Garibay nunca habla desde una altura moral, sino que se asume como parte del lodazal de la realidad desde niño, cuando podría haber rescatado la pureza que uno da por descontado en toda infancia:
... Pero no nos engañemos; según recuerdo, yo era, simplemente, insoportable. Canijo, cobarde, llorón, chismoso, sumamente asustadizo, insomne, faldero, fantasioso y discursero sin fin; y después la arrogancia, la anarquía, la insolencia, y el resentimiento que, supongo, se me salía por todas partes.
Escribió y publicó hasta su muerte. Sus últimas obras son desiguales, algunas porque abandonaron su estilo en busca del bestseller que no llegó, como en Triste domingo, o por llevarlo al extremo, hasta el borde de la ilegibilidad, como en Taíb. Y faltaría hablar de su teatro y sus cuentos para hacer un verdadero recuento de su obra completa, pero ésta es inabordable de tan amplia, como inabarcable es también el personaje, de tan complejo.
¿QUIÉN FUE RICARDO GARIBAY? A él la literatura le sirvió para dejar de saberlo, como se responde a sí mismo cuando se pregunta por qué escribir sobre la propia vida:
Porque me entusiasma la creación de ese personaje sacado de la persona que fui en el pasado irrecuperable, lo que me enfrenta a este dilema: qué es más cierto: el que se era verdaderamente, o el que se es en la literatura que uno mismo hace.

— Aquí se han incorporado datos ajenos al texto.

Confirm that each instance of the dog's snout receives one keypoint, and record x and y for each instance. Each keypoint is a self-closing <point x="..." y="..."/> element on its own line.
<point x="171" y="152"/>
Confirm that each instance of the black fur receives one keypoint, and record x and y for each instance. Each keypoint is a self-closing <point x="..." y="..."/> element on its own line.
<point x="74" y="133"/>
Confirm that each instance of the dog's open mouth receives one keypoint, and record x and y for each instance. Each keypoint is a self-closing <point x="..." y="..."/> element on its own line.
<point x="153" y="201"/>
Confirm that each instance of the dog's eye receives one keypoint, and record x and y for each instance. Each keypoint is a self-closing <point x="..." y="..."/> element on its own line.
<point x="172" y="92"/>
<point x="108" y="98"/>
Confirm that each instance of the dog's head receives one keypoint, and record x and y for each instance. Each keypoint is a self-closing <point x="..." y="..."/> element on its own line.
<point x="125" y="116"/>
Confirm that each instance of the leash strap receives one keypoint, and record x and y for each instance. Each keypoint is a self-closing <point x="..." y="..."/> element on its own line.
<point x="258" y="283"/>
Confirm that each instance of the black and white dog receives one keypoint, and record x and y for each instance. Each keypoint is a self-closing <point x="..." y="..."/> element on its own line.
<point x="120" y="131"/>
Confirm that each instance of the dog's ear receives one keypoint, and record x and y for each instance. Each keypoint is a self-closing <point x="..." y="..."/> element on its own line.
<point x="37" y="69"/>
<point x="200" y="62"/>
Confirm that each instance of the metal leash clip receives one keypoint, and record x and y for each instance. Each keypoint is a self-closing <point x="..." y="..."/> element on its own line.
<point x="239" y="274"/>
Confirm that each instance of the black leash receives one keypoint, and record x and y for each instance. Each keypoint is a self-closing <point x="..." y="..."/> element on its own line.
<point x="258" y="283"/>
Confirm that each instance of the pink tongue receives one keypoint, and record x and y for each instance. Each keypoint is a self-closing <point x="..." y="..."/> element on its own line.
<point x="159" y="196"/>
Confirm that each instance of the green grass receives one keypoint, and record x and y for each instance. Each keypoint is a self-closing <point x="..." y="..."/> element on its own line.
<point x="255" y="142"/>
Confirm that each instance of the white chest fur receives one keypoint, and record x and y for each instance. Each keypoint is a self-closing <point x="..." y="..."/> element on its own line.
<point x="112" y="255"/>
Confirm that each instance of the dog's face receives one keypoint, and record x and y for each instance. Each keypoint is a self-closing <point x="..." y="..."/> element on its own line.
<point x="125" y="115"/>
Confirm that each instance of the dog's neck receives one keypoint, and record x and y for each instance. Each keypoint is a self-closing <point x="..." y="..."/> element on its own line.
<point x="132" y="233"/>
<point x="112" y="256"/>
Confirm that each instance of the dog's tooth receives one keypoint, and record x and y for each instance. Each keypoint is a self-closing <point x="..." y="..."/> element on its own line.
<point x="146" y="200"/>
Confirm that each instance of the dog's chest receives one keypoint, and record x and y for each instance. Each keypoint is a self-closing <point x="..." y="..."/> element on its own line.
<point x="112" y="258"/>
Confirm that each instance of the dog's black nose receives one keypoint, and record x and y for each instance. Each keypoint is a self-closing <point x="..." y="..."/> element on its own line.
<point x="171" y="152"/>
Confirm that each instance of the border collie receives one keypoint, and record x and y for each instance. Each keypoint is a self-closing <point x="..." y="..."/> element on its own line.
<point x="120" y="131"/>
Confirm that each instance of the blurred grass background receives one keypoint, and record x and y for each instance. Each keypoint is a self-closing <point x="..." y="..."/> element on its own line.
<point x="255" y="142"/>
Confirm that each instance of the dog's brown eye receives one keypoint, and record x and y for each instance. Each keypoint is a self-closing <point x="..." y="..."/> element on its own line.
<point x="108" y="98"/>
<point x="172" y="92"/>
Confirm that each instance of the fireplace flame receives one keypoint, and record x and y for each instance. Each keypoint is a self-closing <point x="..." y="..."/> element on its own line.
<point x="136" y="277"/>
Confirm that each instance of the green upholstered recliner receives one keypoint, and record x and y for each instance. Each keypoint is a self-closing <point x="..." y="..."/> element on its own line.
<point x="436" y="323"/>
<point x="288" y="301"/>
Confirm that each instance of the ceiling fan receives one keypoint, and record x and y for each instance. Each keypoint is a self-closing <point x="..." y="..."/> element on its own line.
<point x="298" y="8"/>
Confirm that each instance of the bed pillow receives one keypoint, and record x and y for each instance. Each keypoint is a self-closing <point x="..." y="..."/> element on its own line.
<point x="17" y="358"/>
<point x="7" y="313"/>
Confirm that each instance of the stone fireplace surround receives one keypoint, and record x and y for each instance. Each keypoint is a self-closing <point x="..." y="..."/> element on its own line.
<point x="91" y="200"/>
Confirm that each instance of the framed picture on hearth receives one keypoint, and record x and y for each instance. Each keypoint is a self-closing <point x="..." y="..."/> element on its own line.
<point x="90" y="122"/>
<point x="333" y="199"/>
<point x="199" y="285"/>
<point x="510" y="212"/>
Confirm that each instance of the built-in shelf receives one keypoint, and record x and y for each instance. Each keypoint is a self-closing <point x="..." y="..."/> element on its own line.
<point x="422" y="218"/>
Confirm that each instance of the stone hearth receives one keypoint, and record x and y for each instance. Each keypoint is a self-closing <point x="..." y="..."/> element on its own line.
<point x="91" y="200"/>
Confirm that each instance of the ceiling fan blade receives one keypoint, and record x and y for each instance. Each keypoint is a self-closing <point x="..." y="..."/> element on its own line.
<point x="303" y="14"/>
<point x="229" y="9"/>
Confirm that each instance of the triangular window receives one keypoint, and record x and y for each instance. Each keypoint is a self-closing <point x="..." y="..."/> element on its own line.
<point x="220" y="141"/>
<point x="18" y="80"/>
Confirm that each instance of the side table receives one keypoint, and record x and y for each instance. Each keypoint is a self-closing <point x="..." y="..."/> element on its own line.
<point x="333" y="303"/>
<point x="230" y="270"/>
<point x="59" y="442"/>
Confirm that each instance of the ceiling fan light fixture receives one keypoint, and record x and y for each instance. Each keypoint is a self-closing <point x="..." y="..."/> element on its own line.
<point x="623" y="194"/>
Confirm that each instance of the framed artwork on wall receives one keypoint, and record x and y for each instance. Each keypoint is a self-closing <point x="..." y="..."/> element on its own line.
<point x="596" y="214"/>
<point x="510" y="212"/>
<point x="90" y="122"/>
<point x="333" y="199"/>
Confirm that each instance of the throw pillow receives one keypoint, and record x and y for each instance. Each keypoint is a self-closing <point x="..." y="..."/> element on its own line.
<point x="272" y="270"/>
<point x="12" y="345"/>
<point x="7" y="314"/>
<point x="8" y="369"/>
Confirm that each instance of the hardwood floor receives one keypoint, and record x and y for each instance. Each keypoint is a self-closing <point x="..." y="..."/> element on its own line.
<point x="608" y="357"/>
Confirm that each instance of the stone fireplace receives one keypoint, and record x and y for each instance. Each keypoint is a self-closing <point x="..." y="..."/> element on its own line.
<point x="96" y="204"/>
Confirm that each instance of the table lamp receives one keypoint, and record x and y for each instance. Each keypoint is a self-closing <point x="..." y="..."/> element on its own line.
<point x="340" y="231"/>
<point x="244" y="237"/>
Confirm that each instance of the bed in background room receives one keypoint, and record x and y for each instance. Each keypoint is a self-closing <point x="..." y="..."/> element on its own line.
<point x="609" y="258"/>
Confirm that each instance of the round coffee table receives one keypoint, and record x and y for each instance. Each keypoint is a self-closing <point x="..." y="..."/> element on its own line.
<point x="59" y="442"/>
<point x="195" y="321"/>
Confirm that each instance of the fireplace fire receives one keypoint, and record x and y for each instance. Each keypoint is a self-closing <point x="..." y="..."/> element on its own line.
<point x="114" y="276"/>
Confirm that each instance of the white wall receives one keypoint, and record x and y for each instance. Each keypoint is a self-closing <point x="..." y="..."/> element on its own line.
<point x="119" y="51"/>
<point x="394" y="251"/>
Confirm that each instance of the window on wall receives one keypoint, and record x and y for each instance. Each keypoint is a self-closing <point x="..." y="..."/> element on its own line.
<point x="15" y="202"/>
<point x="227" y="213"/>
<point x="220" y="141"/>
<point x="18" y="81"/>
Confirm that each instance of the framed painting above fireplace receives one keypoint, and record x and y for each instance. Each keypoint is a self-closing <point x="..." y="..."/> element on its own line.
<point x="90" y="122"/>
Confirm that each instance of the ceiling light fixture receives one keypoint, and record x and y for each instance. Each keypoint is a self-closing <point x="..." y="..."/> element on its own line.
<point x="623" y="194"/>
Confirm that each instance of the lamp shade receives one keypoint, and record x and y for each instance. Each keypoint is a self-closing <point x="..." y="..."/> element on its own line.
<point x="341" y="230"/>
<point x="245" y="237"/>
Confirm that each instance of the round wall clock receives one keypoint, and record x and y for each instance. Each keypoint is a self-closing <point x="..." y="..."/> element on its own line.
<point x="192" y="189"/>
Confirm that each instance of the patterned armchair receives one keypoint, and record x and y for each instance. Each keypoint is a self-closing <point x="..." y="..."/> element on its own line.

Tras leer su obra y tomando en cuenta que escribió sobre la muerte y la podredumbre, sobre la fiesta y la miseria, sobre sí mismo sin miedo de sacar lo peor de su persona, que encontró un brillo en esa densa oscuridad gracias a un estilo único y que no tuvo miedo de enfrentarse al pasado y a sus sombras, podemos afirmar que Ricardo Garibay, rescatando esa lejana primera línea de su obra, fue “el hombre que vio la luna de frente”.